Thursday, January 21, 2010

Goodbye To The National University


Money is tight in Ireland and difficult decisions have to be made. Savings must be found and realized.

That being the case, the National University of Ireland will have to go.

The body was founded a century ago to oversee doctoral degree programs at Ireland's universities. It was, in essence, a bureaucracy that tended to its little niche in higher education, approving courses of study at University College Dublin or Maynooth or Galway, while lower education ran along its own track.

At a potential savings of a couple of million euros, it's been determined that the individual universities can oversee their own Ph.D.s, using existing office space and staff. They can pay the bills from their own coffers, hire and fire, and all the rest.

The fifteen people who were employed by NUI will thus be made redundant.

Naturally, those fifteen people are lobbying to hang on to their jobs, with the Chancellor leading the call. In Dr. Maurice Manning's eyes, to dismantle his bureaucracy would be to dismantle a national brand. Higher education in Ireland would fall to pieces without NUI to manage things.

For the past hundred years, the universities haven't been involved, so they'll be starting from scratch, and won't that be a disaster in the making?

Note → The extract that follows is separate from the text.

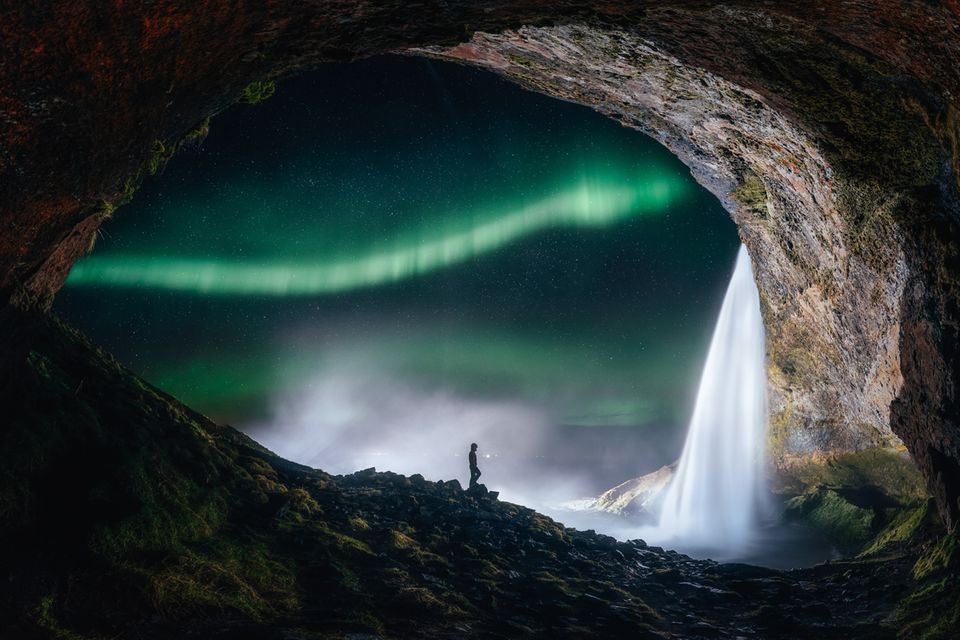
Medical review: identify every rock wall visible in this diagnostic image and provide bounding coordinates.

Not if you ask the presidents of University College Dublin or Trinity College. They see NUI as a drag on their own efforts to create a highly marketable brand, and they'd be happy to see the back of Dr. Manning as he walks out the door.

Dr. Manning is wishing that the final decision will be delayed until there is a change in government, in the hope that Fine Gael will win the next election and spare NUI. Unfortunately, it makes no difference who is in government. There is no money.

Two university presidents are in favor of a cost-cutting deal that will save some taxpayer cash when it is all about trimming anything resembling fat. They believe they can get to where Dr. Manning would like the nation`s universities to be, but without Dr. Manning and his fiefdom. Hard to argue with money when it speaks with a loud voice.

2 comments:

Anonymous said...

Methinks the import of Manning's statement about a potential change of Government is that, as a FG grandee, he has extracted a promise from his former colleagues. In any event, the decision was not made on financial grounds, as some other body will have to perform the NUI functions. Your post makes little sense in the circumstances.

O hAnnrachainn said...

It's what Barry O'Callaghan refers to as "synergies". Two existing employees can do the job of three, creating a redundancy which equals a cost savings.

As I see it, the idea is to eliminate the NUI and have its functions devolve to admissions and curriculum departments within the universities. Offices already exist, personnel are on site, and fixed expenses are covered.

I suspect that those in favor of the dissolution are looking at the American model. Each university acts independently, sets curriculum at all levels, and churns out both undergraduates and graduate degree holders.